Android/Java Regex to remove extra zeros from sub-strings

Question

I have the following string as input :

"2.0,3.00,-4.0,0.00,-0.00,0.03,2.01,0.001,-0.03,101"

Final output will be like :

"2,3,-4,0,0,.03,2.01,.001,-.03,101"

i.e. all leading and trailing zeros will be removed and both positive/negative zeros will be simply zero.

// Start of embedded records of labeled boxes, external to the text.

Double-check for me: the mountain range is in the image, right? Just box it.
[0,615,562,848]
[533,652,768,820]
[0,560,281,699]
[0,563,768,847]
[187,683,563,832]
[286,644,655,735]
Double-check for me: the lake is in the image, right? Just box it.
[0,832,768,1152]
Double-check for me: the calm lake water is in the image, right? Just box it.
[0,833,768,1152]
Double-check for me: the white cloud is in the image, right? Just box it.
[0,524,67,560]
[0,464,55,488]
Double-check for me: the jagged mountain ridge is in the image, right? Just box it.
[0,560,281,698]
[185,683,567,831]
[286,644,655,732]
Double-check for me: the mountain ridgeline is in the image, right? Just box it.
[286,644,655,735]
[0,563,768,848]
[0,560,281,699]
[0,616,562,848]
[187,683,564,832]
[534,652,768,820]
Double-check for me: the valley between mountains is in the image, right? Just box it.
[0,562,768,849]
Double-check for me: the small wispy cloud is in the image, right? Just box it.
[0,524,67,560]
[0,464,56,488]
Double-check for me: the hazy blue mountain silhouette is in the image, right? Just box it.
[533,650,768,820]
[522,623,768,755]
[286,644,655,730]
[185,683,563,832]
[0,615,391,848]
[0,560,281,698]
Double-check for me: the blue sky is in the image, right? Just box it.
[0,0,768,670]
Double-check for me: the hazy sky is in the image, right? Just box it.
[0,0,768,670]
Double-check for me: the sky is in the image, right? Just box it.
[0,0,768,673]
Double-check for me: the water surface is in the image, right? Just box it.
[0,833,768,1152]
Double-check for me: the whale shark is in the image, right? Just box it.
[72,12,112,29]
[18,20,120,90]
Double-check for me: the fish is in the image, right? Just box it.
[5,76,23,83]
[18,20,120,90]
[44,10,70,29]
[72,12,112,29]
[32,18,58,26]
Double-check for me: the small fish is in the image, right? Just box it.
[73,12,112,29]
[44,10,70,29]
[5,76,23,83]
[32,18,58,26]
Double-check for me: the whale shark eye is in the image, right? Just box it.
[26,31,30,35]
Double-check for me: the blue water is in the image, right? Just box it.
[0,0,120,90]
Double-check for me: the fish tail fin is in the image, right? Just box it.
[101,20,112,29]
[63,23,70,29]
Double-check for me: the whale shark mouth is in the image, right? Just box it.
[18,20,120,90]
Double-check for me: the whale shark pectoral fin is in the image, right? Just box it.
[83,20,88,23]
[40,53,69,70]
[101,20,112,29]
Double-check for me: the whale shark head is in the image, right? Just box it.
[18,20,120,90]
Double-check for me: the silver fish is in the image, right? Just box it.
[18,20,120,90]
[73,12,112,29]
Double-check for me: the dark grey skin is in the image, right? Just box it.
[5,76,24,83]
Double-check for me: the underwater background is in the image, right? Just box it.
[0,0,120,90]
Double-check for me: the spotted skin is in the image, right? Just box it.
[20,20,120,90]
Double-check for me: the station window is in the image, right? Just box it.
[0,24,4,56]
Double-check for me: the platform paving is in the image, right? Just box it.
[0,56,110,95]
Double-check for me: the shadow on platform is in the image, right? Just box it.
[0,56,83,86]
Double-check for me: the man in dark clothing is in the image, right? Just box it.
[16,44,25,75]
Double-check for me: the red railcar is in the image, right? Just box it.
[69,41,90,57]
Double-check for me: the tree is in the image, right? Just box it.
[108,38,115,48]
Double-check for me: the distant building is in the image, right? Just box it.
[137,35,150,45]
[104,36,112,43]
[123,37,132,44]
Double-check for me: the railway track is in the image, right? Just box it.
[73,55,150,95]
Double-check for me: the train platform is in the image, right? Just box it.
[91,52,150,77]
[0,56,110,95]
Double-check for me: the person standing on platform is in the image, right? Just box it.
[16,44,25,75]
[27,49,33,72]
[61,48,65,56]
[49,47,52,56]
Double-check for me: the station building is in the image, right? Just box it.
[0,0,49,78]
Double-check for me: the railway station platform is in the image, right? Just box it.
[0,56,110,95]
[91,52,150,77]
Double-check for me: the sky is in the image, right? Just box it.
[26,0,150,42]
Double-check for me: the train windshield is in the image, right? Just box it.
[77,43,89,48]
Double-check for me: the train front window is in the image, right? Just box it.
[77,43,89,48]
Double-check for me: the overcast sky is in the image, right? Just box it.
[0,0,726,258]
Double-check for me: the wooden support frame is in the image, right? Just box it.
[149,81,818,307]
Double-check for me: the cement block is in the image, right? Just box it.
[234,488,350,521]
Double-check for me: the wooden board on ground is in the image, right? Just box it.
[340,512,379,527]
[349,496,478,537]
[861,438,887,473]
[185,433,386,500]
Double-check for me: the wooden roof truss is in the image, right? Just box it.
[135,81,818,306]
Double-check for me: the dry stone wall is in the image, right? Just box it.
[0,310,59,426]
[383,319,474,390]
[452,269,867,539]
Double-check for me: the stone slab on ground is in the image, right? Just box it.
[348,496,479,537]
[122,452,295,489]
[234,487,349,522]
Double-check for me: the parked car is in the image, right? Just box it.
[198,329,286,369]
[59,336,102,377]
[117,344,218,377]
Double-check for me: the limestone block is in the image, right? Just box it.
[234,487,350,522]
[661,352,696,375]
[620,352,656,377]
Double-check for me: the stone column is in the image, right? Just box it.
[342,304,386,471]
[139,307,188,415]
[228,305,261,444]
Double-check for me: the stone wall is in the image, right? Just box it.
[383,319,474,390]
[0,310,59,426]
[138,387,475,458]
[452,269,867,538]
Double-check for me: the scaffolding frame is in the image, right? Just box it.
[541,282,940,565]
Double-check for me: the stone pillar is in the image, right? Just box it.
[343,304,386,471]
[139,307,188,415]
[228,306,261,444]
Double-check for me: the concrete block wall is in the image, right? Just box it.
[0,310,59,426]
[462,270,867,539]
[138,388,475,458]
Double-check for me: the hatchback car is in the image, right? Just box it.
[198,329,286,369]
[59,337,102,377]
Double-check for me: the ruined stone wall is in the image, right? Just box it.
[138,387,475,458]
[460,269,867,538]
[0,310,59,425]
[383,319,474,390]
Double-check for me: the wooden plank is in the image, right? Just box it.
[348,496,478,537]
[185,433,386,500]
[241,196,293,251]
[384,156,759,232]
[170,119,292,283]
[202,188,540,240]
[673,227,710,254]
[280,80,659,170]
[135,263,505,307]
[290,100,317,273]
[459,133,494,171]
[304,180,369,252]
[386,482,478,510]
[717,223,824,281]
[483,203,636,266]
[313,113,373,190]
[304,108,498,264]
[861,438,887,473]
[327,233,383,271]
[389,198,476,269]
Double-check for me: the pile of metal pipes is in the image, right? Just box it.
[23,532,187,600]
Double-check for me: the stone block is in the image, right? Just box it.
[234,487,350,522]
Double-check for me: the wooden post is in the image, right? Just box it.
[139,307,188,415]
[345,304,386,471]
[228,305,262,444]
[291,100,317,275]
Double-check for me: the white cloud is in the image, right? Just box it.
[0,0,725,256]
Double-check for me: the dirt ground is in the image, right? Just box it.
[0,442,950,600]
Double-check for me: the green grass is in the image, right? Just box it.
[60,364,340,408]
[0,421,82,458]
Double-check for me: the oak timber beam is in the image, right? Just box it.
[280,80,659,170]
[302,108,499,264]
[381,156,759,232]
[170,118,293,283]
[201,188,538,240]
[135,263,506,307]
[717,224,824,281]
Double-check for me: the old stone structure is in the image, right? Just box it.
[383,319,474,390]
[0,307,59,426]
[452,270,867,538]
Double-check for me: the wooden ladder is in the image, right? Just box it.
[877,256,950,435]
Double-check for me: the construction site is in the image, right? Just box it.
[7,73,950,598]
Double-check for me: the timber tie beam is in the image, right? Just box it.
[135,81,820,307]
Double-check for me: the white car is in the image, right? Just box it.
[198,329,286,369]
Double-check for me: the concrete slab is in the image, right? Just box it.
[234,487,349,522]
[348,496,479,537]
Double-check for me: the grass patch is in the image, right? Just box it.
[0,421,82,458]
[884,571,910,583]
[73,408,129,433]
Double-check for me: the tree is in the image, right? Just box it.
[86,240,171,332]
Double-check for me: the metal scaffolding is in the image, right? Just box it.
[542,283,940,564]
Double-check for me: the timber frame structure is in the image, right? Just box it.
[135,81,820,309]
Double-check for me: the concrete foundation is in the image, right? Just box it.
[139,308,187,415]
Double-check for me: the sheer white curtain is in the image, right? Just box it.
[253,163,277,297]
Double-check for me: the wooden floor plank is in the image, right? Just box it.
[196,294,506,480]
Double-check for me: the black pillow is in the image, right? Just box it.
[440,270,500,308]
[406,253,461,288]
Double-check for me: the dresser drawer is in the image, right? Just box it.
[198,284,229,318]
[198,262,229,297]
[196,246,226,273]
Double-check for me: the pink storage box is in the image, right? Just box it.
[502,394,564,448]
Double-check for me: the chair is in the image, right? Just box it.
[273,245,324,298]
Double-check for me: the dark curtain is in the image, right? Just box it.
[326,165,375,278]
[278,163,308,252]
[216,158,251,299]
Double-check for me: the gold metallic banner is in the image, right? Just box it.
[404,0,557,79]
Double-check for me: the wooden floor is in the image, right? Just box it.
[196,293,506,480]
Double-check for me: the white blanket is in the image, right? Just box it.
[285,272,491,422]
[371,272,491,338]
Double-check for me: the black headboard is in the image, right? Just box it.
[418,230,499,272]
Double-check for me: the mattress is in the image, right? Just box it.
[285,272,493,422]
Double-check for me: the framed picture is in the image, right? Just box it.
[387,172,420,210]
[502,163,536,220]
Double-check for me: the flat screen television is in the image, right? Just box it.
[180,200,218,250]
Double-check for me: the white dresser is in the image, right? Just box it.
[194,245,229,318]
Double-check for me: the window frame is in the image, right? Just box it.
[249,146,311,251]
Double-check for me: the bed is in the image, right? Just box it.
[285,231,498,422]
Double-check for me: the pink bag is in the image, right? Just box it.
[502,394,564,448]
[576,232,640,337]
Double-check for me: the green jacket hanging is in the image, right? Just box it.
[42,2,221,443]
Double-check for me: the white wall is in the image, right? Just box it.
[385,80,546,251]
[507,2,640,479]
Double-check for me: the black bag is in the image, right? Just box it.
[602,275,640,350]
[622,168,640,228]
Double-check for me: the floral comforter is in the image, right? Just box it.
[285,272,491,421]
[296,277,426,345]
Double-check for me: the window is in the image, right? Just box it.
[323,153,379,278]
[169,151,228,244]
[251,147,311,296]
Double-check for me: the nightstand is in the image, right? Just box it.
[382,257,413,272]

We can achieve this by split the string first and using Regex for each part. But my string size is more than 10000.
How can we achieve this using Regex?

Edit:

Analysis of Answers:

I have tested all answers with String "0.00,-0.00,00.00,-00.00,40.00,-40.00,4.0,-4.0,4.01,-4.01,04.01,-04.01,004.04,-004.04,0004.040,-0004.040,101,.40,-.40,0.40,-0.40" and answer from Wiktor Stribiżew passed all the test cases .(see here : https://regex101.com/r/tS8hE3/9 ) Other answers were passed on most of the cases but not all.

Answer 1

Updated test case answer

Use the following regex:

String rx = "-?0+\\.(0)+\\b|\\.0+\\b|\\b0+(?=\\.\\d*[1-9])|\\b0+(?=[1-9]\\d*\\.)|(\\.\\d*?)0+\\b";

And replace with $1$2. See another demo.

The regex matches several alternatives and captures some parts of the string to later re-insert during replacement:

• -?0+\.(0)+\b - matching an optional - followed with one or more 0s followed with a . and then captures exactly one 0 but matching one or more occurrences (because the (...) is placed on the 0 and the + is applied to this group); the word boundary at the end requires a non-word character to appear after the last matched 0. In the replacement, we restore the 0 with $1 backreference. So, -00.00 or 00.00 will be replaced with 0.
• | - or...
• \.0+\b - a dot followed with one or more zeros before a , (since the string is comma-delimited).
• | - or...
• \b0+(?=\.\d*[1-9]) - a word boundary (start of string or a location after ,) followed with one or more 0s that are followed by . + zero or more digits followed by a non-0 digit (so we remove leading zeros in the integer part that only consists of zeros)
• | - or...
• \b0+(?=[1-9]\d*\.) - a word boundary followed by one or more zeros followed by a non-0 digit before a . (so, we remove all leading zeros from the integer part that is not equal to 0).
• | - or...
• (\.\d*?)0+\b - capturing a .+zero or more digits, but as few as possible, up to the first 0, and then just matching one or more zeros (up to the end of string or ,) (so, we get rid of trailing zeros in the decimal part)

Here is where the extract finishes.